Coursera Data Science Specialization - Capstone Project

Victor Ruiz

Synopsis

The goal of the Capstone Project is to build a predictive text model which suggests the next word to be entered based on the previous words introduced by the user. For this purpose, a text corpus, i.e. a collection of text documents, which can be downloaded here, is provided by Coursera and Swiftkey. Text documents are provided in languages: english, german, finish and russian. The documents in the corpus come from three different sources: blogs, news articles and tweets from twitter.com.
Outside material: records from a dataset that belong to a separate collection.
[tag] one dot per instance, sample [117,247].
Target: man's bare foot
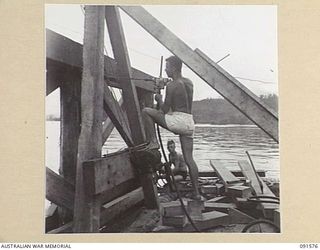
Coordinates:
[194,196]
[152,146]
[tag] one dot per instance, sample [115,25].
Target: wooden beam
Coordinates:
[120,190]
[64,55]
[70,94]
[255,181]
[224,174]
[58,190]
[87,208]
[61,192]
[118,206]
[108,126]
[105,173]
[117,116]
[129,94]
[213,74]
[236,173]
[67,228]
[110,210]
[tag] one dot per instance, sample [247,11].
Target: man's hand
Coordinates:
[158,98]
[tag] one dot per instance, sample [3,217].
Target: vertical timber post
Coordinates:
[130,97]
[86,207]
[69,133]
[70,127]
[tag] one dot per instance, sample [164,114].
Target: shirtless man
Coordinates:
[178,100]
[175,158]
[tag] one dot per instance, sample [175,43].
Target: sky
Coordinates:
[247,32]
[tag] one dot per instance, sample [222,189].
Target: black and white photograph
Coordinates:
[161,119]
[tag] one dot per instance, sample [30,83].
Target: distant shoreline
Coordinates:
[197,124]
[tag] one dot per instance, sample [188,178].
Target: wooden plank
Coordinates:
[249,173]
[105,173]
[119,190]
[118,206]
[130,97]
[108,126]
[172,208]
[255,181]
[175,221]
[238,217]
[239,191]
[70,94]
[87,208]
[64,55]
[117,116]
[58,190]
[236,173]
[67,228]
[209,189]
[218,205]
[276,218]
[111,210]
[209,220]
[224,174]
[129,92]
[52,217]
[220,199]
[231,89]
This report presents the exploratory analysis performed in the english corpus.

Exploratory Analisys

Basic Summary Statistics

Before starting the analisys of the corpus, a basic summary of the files was built. The results are shown in the table below.

##                    blogs     news  twitter
## lines             899288  1010242  2360148
## words           37182923 33983128 29746934
## words/line            41       34       13
## max word length      164       36      120
  • Blogs and news have in average more words per document than twitter corpus, as expected, since tweets have length limited to 255 characters.

  • In blogs and twitter entries appear to be longer words, whereas in news, the longest word has 36 characters.

Data Preprocessing

Since the files provided are too large, only a small sample of the files have been used to perform the exploratory analisys of the corpus. The corpus used in this report was therefore a subset of the original corpus, built by randomly sampling 10,000 lines of each of the files. Before starting the analisys, some basic preprocessing was necessary to clean the text:

  • transform all characters to lower case.

  • remove email addresses, URLs.

  • remove twitter names, twitter hashtags, RTs and via.

  • remove numbers.

  • transform end of sentence characters to periods.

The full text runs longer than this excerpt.